In May 1920, he was nominated for and elected to the Tralee Rural District Council for the Ratass area. He served in the Kilflynn IRA during the War of Independence as captain of the Kerry No.1 Brigade, 2nd Battalion. After the War of Independence, he continued to fight against Free State forces thereafter. Military Archives from the 1930s show his name amongst hand-written notes regarding state pension provision.

He was found by Free State troops from Lixnaw, who found him three miles south of Kilflynn, hiding in a dugout at "Loughnane's quarry", in late February 1923. He was with Stephen Fuller and John Shanahan - both lifelong Fahavane neighbours and friends - and Timothy Tuomey. After being taken to Lixnaw they were put in Ballymullen Barracks, Tralee by the recently arrived Dublin Guard where, reported by Fuller, they were tortured by the intelligence section (under the command of David Neligan) and later moved to the workhouse of the other barracks in Tralee. Shortly after, on 6 March, five Free State soldiers were killed by a booby-trapped bomb at Baranarigh Wood, Knocknagoshel. Amongst the dead were long-standing colleagues of Major General Paddy O'Daly, G.O.C. Kerry Command. Prisoners had been beaten after the killings and Daly ordered that republican prisoners should remove mines. On the morning of 7 March, O'Shea, Fuller, Shanahan, Tuomey and five other prisoners from Ballymullen Barracks - all selected by Neligan - were taken in a lorry to Ballyseedy Cross. There, they were secured to each other by legs and hands in a circle round a landmine whose construction was supervised by two senior Dublin Guard officers. The prisoners continued their prayers and goodbyes as the troops retreated. According to the sole survivor, Stephen Fuller - his lieutenant - O'Shea uttered the group's final words "goodbye lads" before the mine was detonated remotely at some time past 3 a.m. The majority of the remains were put in nine prepared coffins. The event was witnessed by a local, Rita O'Donnell, who also saw the uncleared remains later that morning, spread about the greenery. More reprisals followed soon after Ballyseedy.

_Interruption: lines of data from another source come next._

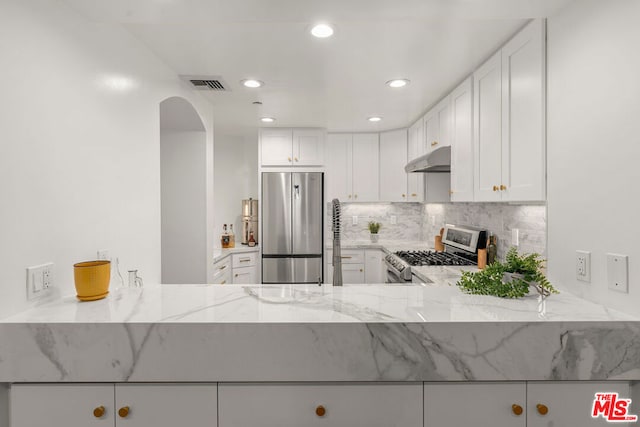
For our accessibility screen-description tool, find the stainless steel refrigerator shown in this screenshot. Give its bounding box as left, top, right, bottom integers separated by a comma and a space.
262, 172, 324, 283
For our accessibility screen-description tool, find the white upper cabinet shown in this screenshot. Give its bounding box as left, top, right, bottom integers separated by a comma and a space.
473, 20, 545, 202
407, 119, 426, 202
260, 128, 325, 166
501, 19, 546, 201
424, 96, 451, 152
473, 52, 502, 202
293, 129, 324, 166
351, 133, 381, 202
325, 133, 379, 202
450, 78, 474, 202
380, 129, 407, 202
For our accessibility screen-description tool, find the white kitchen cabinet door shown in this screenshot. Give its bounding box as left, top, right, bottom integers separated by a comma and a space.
407, 120, 425, 202
527, 381, 638, 427
219, 383, 422, 427
117, 384, 218, 427
233, 265, 258, 285
324, 133, 353, 202
260, 128, 293, 166
342, 261, 365, 285
10, 384, 116, 427
424, 382, 524, 427
500, 19, 546, 201
351, 133, 380, 202
473, 52, 502, 202
380, 129, 408, 202
364, 249, 387, 285
293, 129, 325, 166
450, 77, 474, 202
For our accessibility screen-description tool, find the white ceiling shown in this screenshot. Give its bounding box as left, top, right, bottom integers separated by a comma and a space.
67, 0, 571, 134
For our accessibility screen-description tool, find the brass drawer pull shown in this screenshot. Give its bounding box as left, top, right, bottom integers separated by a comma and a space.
93, 406, 105, 418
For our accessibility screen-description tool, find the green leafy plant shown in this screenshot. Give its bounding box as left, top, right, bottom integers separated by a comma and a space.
456, 248, 558, 298
367, 221, 382, 234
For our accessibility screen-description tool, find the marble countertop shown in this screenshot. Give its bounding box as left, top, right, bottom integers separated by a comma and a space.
0, 286, 640, 382
213, 244, 260, 263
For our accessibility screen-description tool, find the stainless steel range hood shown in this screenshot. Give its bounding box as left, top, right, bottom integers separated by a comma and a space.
404, 146, 451, 173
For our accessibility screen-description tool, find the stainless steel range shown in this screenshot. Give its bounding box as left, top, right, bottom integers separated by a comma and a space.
384, 225, 487, 283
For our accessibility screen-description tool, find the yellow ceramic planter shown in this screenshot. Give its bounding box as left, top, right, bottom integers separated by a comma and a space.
73, 261, 111, 301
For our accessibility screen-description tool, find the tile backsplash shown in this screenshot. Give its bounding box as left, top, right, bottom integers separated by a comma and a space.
422, 203, 547, 259
325, 203, 547, 259
325, 203, 423, 241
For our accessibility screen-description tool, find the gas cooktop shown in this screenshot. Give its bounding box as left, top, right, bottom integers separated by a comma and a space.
395, 251, 475, 266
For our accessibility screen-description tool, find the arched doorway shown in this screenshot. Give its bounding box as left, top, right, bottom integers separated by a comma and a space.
160, 97, 207, 283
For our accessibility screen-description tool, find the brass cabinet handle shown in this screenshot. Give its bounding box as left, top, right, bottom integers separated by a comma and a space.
93, 406, 105, 418
536, 403, 549, 415
118, 406, 129, 418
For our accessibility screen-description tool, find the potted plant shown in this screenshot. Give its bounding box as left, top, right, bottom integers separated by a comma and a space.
367, 221, 382, 243
457, 248, 558, 298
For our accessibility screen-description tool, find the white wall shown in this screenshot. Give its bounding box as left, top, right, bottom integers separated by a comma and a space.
0, 0, 213, 316
214, 133, 260, 247
160, 129, 207, 283
547, 0, 640, 314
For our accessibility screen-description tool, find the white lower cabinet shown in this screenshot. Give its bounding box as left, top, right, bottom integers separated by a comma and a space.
424, 381, 634, 427
218, 383, 423, 427
11, 384, 218, 427
424, 382, 526, 427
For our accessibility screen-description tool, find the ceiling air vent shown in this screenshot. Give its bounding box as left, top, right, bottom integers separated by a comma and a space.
180, 76, 229, 92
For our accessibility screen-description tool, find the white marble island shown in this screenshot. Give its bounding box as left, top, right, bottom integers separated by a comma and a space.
0, 280, 640, 383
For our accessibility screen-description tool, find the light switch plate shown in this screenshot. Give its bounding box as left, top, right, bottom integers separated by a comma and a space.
607, 254, 629, 293
27, 262, 53, 301
576, 251, 591, 282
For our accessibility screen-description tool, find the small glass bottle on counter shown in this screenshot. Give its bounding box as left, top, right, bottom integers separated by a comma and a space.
229, 224, 236, 248
220, 224, 231, 249
487, 234, 498, 264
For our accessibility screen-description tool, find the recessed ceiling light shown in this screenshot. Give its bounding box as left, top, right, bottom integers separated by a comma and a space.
311, 24, 333, 39
241, 79, 264, 89
387, 79, 409, 88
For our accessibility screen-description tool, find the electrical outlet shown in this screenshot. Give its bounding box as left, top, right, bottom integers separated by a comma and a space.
607, 254, 629, 293
576, 251, 591, 282
27, 262, 54, 300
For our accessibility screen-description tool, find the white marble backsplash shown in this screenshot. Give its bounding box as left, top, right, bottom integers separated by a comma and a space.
325, 203, 423, 241
422, 203, 547, 259
325, 203, 547, 259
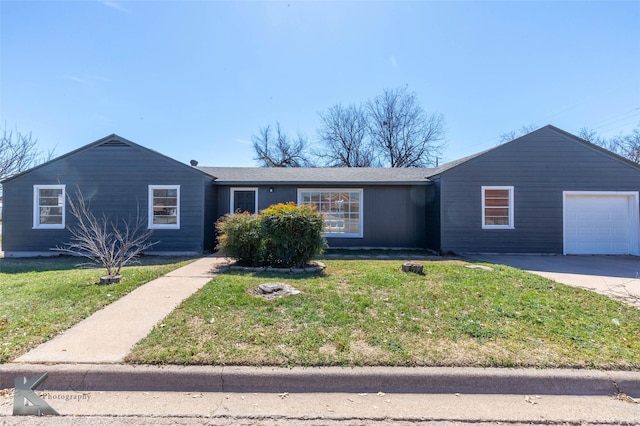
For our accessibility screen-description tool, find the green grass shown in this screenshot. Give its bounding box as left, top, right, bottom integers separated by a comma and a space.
127, 260, 640, 370
0, 257, 195, 363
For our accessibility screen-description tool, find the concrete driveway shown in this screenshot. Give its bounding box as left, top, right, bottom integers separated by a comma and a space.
469, 255, 640, 308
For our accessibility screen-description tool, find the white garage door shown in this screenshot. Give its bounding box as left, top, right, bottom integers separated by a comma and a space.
564, 192, 638, 254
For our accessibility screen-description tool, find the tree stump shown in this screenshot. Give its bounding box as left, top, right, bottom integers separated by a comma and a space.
402, 262, 424, 275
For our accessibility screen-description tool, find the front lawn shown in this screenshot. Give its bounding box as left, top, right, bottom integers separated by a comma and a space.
0, 256, 195, 363
127, 260, 640, 369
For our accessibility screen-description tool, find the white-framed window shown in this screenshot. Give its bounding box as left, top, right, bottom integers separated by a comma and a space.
482, 186, 514, 229
298, 188, 363, 238
229, 187, 258, 214
149, 185, 180, 229
33, 185, 66, 229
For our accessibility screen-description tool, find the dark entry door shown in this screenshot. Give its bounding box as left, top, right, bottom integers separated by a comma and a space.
233, 190, 256, 213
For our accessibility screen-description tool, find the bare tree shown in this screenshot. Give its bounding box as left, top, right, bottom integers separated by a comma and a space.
366, 88, 445, 167
578, 123, 640, 164
0, 124, 53, 180
317, 104, 375, 167
251, 122, 311, 167
54, 189, 159, 283
498, 123, 539, 144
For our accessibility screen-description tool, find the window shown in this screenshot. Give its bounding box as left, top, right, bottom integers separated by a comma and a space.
149, 185, 180, 229
33, 185, 65, 229
482, 186, 514, 229
298, 189, 362, 238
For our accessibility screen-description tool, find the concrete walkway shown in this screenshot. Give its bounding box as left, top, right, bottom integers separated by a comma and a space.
14, 257, 230, 364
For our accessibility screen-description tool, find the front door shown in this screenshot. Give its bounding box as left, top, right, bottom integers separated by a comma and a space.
233, 189, 256, 214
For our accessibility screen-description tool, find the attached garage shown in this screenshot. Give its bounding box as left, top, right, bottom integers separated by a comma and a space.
563, 191, 640, 255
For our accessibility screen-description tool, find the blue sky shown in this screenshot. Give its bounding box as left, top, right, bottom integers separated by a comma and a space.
0, 0, 640, 166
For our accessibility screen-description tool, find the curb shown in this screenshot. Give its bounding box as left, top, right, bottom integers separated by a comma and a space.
0, 363, 640, 398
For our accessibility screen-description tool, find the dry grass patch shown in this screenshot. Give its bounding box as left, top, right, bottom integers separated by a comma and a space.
128, 260, 640, 369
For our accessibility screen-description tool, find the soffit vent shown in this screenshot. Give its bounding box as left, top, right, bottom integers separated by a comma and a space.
99, 139, 129, 148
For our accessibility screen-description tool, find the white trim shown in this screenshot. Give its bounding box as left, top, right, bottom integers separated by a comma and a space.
480, 186, 515, 229
229, 186, 258, 214
297, 188, 364, 238
33, 185, 67, 229
562, 191, 640, 256
147, 185, 180, 229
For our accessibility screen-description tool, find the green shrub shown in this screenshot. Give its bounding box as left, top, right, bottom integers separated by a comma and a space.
260, 203, 325, 267
216, 212, 265, 266
216, 203, 326, 268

Seriously injured, Fuller escaped into hiding. Later the same day as the murders, Paddy Daly authorised the release of the coffins. Angry relatives came with carts and placed the remains in their own coffins while a band was reportedly playing. On 8 June, an army statement was released claiming two mined barricades (a similar event happened at Countess bridge, Killarney) exploded while being dismantled by prisoners accompanied by Dublin Guard troops and that all prisoners were killed and five troops injured. The dead prisoners' names were published as part of the cover-up. The story was then hastily changed when it was realised Fuller was missing. O'Shea's death record, reported by his mother, cites the cause as "Shock and haemorrhage, fractured skull caused by mine explosion. No medical attendance." Subsequent contrary reports to the official line about the killings came from Cumann na mBan, Free State Lieutenants Niall Harrington and W. McCarthy and the Garda Síochána, but were all ignored; the latter report was only made public in the 1980s.

O'Shea was buried in a Republican plot at Kilflynn Church (now St. Columba's Heritage Centre) with two colleagues, Timothy Tuomey (of Gortclohy) - also killed at Ballyseedy - and Timothy Lyons (of Garrynagore) who was killed at Clashmealcon Caves a few weeks after Ballyseedy.